This short, intimate video focuses on an Iranian woman in the back seat of a car, wearing a white wedding dress and veil. As the car moves through the busy evening streets of Tehran, she converses with the unseen driver, who congratulates her on a recent performance. She thanks the driver for his praise but proceeds to ruminate on her desire for marriage and a family, which her career as a singer and entertainer has prevented. Although she is adored by her fans, she believes her deepest desires will remain unfulfilled. As the audio track is overtaken by music from the radio—Homayoun Shajarian’s mournful ‘Chera Rafti’— the woman smokes a cigarette and gazes pensively out the car window.

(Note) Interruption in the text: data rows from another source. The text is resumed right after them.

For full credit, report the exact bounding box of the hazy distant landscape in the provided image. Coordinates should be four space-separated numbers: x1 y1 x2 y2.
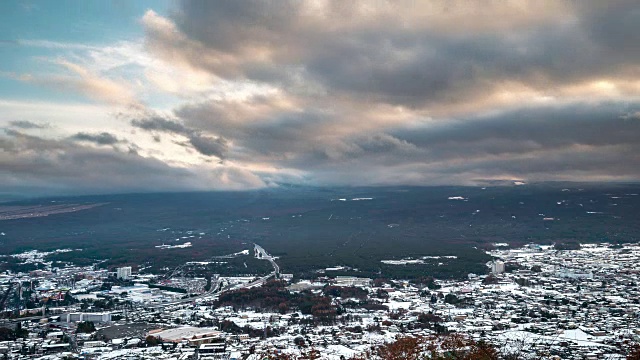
0 183 640 278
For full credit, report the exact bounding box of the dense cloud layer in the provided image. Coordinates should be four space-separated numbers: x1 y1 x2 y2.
0 0 640 197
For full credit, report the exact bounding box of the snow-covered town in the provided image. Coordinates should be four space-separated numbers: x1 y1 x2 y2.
0 244 640 359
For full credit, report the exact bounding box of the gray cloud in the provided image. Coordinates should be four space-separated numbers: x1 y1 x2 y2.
131 115 228 159
148 0 640 108
131 116 192 134
0 130 265 195
70 132 124 145
9 120 51 130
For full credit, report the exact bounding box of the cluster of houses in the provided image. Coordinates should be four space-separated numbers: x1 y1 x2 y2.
0 244 640 360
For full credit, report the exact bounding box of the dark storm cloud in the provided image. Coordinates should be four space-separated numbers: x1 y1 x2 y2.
70 132 123 145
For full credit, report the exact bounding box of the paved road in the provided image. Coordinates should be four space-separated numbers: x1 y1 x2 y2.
5 244 280 322
253 244 280 275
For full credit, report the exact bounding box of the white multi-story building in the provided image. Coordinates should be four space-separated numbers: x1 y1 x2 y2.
116 266 131 280
65 313 111 323
491 260 504 274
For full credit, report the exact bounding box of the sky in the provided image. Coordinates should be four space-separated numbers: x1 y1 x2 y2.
0 0 640 195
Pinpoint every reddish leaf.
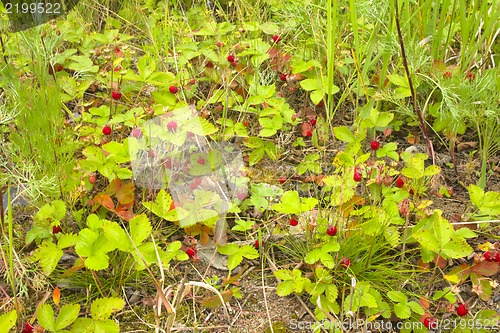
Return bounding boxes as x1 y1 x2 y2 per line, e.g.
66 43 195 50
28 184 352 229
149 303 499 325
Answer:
94 193 115 210
302 122 312 136
408 132 420 145
116 183 135 204
470 273 492 302
472 261 500 276
420 297 431 309
446 264 471 282
116 210 135 221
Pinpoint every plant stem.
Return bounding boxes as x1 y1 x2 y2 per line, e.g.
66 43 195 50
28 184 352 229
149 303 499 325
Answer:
394 0 436 164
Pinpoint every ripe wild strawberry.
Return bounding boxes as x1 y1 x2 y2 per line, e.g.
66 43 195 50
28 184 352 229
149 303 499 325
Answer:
352 167 363 182
167 120 177 132
22 323 33 333
340 257 351 269
189 178 201 190
424 317 437 329
370 140 380 150
236 192 247 201
484 251 494 261
186 247 196 258
111 91 122 101
326 225 337 237
457 304 469 317
102 125 112 135
52 225 61 235
131 127 142 139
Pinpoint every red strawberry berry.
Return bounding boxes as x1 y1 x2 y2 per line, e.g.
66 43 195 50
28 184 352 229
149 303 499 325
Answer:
352 167 363 182
102 125 112 135
424 317 437 329
165 160 172 169
236 192 247 201
396 178 405 188
52 225 61 235
326 225 337 237
370 140 380 150
457 304 469 317
167 120 177 132
186 247 196 258
111 91 122 101
340 257 351 269
131 127 142 139
22 323 34 333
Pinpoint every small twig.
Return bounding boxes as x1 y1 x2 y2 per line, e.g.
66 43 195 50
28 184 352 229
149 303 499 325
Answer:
401 213 410 263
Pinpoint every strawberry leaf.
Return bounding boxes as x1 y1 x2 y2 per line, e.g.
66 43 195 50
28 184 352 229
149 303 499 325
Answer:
90 297 125 320
54 304 80 331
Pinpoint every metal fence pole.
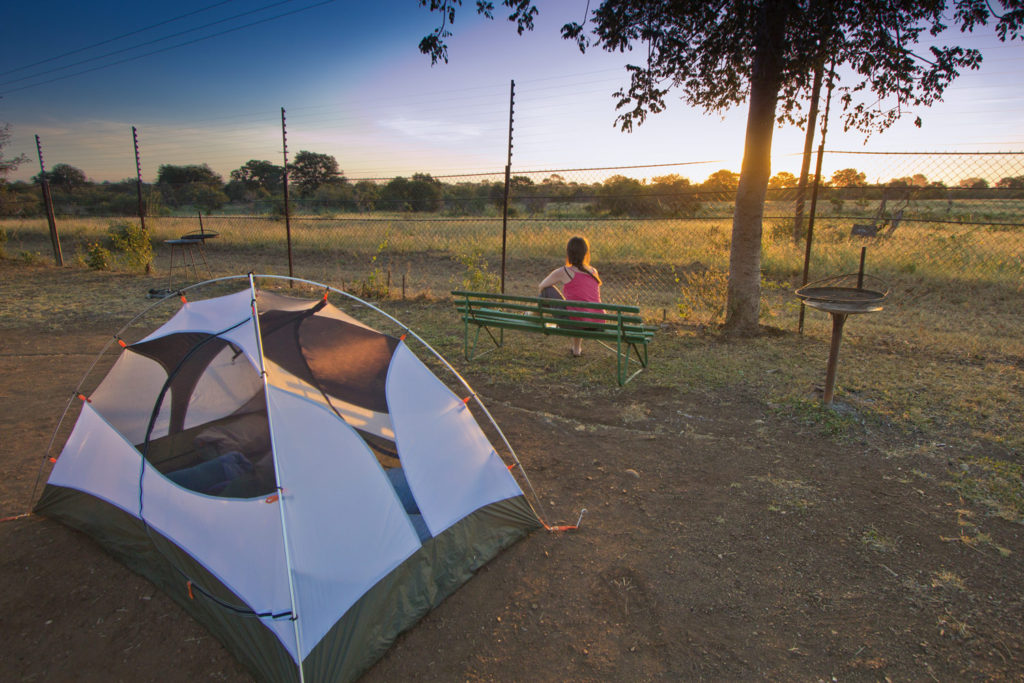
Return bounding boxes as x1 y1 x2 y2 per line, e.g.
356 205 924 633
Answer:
797 62 836 334
36 135 63 266
502 81 515 294
281 106 293 287
131 126 145 230
793 63 824 245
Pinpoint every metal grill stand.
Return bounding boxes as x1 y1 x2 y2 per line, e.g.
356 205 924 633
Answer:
796 248 889 405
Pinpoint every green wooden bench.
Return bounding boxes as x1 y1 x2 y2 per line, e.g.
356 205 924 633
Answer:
452 290 654 386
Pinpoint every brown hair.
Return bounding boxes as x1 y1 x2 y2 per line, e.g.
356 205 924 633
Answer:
565 234 601 285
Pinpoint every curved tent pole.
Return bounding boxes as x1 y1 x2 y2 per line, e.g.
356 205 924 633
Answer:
29 288 201 510
248 272 306 683
239 275 541 517
33 272 543 517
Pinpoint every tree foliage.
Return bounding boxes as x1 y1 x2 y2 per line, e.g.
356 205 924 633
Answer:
230 159 285 196
288 150 345 197
157 164 228 211
32 164 89 193
0 123 29 182
830 168 867 187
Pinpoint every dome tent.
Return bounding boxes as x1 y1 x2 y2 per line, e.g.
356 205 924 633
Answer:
36 275 541 681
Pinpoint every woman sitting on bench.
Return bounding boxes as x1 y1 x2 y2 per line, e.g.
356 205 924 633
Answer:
538 236 604 357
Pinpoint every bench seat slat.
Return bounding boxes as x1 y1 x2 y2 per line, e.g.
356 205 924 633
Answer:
452 290 656 385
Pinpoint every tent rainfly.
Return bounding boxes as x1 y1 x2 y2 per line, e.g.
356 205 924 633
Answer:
36 275 541 681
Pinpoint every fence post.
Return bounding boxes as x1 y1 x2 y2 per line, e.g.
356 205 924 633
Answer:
36 135 63 266
281 106 293 287
793 62 823 245
797 61 836 334
131 126 145 231
502 81 515 294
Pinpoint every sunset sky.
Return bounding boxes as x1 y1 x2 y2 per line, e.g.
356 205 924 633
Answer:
0 0 1024 181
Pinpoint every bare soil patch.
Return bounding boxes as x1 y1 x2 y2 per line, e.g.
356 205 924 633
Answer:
0 266 1024 682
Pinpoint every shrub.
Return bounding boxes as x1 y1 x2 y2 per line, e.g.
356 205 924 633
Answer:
85 242 113 270
102 221 153 272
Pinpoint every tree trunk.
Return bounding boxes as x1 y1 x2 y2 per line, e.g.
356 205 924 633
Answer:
725 0 788 337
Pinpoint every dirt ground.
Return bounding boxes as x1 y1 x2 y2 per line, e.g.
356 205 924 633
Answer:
0 264 1024 683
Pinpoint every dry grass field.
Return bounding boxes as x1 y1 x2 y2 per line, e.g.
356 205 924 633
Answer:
0 220 1024 681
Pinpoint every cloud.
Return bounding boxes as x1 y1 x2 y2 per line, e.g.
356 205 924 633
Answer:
379 117 484 144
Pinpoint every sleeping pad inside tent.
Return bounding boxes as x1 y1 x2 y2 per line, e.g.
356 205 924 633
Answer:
36 280 540 681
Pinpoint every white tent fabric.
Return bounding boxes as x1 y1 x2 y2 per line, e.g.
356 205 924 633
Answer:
269 388 420 657
49 403 291 630
36 280 536 674
387 344 522 536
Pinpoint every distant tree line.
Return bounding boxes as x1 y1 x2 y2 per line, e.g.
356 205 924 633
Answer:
0 151 1024 218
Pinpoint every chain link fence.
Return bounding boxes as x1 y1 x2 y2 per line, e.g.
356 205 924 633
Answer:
4 152 1024 339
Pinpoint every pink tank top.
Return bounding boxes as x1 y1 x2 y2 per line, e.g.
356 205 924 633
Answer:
562 268 604 323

The woman’s words are taken from real-life remarks by the Cantopop superstar Anita Mui at her last concert before her death in 2003. By transposing the Hong Kong star’s poignant words into a new geographic and cultural context, Tao Hui sheds light on the yearning for love as a universal experience, but also highlights the particular struggles women face in locales where their dress, movement, and work are all highly restricted.

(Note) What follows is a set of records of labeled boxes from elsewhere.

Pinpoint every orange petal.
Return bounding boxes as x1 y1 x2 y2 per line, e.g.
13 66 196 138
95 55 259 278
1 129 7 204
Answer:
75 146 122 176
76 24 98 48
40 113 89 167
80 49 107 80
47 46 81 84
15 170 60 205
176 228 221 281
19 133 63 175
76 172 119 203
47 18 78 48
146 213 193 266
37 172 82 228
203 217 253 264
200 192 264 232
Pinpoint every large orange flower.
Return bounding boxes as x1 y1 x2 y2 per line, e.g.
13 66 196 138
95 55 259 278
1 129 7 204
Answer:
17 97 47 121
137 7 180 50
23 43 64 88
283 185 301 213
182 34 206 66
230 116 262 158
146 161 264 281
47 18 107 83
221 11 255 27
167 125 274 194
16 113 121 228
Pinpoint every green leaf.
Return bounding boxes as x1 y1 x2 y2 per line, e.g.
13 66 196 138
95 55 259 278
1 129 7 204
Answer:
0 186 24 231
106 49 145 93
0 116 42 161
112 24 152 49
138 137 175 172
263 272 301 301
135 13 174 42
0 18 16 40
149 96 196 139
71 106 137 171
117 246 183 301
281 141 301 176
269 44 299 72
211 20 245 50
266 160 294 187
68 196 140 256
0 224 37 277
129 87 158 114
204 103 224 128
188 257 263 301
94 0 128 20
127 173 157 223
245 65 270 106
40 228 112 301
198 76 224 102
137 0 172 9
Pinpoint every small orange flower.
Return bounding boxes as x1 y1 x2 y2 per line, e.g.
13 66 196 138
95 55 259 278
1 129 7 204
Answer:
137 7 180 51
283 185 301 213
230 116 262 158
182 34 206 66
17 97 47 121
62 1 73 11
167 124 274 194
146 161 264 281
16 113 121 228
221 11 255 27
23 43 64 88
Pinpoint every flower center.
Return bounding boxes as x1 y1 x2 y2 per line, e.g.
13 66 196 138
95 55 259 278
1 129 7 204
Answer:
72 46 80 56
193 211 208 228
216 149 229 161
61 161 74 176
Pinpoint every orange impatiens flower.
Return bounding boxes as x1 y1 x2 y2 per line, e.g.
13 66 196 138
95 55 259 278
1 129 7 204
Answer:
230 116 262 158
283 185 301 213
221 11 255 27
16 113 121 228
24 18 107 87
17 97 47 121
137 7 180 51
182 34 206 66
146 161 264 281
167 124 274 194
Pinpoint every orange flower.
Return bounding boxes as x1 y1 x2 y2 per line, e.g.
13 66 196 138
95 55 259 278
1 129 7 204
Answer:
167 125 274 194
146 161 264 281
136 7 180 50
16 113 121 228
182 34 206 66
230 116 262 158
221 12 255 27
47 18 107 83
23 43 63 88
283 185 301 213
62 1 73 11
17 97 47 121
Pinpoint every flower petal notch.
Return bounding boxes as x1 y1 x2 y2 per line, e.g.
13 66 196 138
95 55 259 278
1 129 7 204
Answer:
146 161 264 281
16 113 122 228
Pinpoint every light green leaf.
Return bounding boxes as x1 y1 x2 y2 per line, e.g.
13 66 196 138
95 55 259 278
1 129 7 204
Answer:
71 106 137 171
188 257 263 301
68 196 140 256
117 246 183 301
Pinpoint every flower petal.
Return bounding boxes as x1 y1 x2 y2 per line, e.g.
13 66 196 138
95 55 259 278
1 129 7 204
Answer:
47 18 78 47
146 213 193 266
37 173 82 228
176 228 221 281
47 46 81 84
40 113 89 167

Tao Hui (born 1987, Chongqing) is a Beijing-based visual artist. He was trained at the Sichuan Fine Arts Institute and graduated with a bachelor's degree in oil painting in 2010. His video- and installation-based works fuse the language of cinema with traditional folklore and popular culture to question the construction of social norms and conformity in contemporary society. Tao was awarded the prestigious Grand Prize at the 19th Contemporary Art Festival Sesc_Videobrasil (2015).